I’m madder than the catcher at a javelin meet!
So the Communist-in-Chief and Okra Winfred flew to one of those foreign country we saved from the Krauts, to ask the Europes to let Chicago have the Olympics.
First off, the Olympics are crap. They’re supposed to help world peace, but there’ve been MORE wars since the Olympics started. You can look it up!
(Same thing for global warming: if it really is true that the earth is one degree warmer now than a hundred years ago, and the Olympics started up a hundred years ago – you do the math! Can you prove there’s no connection? Take that, tofu-suckers!)
But if we have to have Olympics, let them come to Chicago. They can add all kinds of new games.
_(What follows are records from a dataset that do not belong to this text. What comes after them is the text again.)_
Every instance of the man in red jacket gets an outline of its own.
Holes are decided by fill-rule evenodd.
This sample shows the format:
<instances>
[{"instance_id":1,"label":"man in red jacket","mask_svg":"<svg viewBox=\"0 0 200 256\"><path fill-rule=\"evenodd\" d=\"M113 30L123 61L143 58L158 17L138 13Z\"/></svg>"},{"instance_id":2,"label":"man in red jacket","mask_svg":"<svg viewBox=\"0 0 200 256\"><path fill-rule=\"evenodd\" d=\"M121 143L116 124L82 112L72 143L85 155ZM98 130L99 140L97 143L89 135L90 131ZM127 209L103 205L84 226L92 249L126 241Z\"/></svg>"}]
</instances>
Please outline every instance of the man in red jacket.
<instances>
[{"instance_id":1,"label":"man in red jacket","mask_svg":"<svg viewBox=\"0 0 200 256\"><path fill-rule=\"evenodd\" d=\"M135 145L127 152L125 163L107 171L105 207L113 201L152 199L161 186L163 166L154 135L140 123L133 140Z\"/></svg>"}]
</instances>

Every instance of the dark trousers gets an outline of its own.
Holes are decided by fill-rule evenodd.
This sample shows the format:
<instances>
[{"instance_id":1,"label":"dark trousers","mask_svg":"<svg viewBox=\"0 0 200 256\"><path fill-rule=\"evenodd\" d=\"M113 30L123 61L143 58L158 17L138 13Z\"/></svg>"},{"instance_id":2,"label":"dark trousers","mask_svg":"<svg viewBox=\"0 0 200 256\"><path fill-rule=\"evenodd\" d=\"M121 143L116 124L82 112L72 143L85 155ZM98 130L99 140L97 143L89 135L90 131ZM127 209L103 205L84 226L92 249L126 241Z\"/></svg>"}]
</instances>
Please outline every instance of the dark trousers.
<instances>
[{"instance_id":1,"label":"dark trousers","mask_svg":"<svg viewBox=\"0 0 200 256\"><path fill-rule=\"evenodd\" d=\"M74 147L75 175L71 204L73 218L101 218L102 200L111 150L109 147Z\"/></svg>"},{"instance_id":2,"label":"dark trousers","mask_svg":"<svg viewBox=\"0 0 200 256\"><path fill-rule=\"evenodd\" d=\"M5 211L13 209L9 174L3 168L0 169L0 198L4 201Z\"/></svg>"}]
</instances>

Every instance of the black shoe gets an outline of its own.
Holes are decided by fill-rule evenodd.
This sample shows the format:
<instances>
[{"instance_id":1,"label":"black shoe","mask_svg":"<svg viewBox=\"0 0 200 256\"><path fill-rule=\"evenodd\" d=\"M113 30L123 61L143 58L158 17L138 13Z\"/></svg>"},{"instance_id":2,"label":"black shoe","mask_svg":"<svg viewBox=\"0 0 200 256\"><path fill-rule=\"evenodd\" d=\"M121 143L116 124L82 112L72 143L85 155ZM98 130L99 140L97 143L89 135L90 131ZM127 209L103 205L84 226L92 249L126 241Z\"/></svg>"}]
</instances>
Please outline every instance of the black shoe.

Instead of the javelin throw, they can have the railroad tie throw, where you have to aim for an honor student’s head.
Or instead of the marathon, you can have the Running of the Crooks, like Blago! And put Bill Ayers in charge of the fireworks!
Speaking of students: the Teleprompter Kid wants to take away summer vacation and make kids go to school year round. He’s right about that: when was the last time your kid got out of bed before 2 o’clock, let alone went out to pick crops in the fields?
Only trouble is: the more time your kids spend in school, the more brainwashing they’ll get. Every day on the computer machine I see a new video of kids singing about Obama like he’s Jesus, except you can’t sing about Jesus in school anyhow!
Also they might become honor students if they study to much, and these days, that can kill you!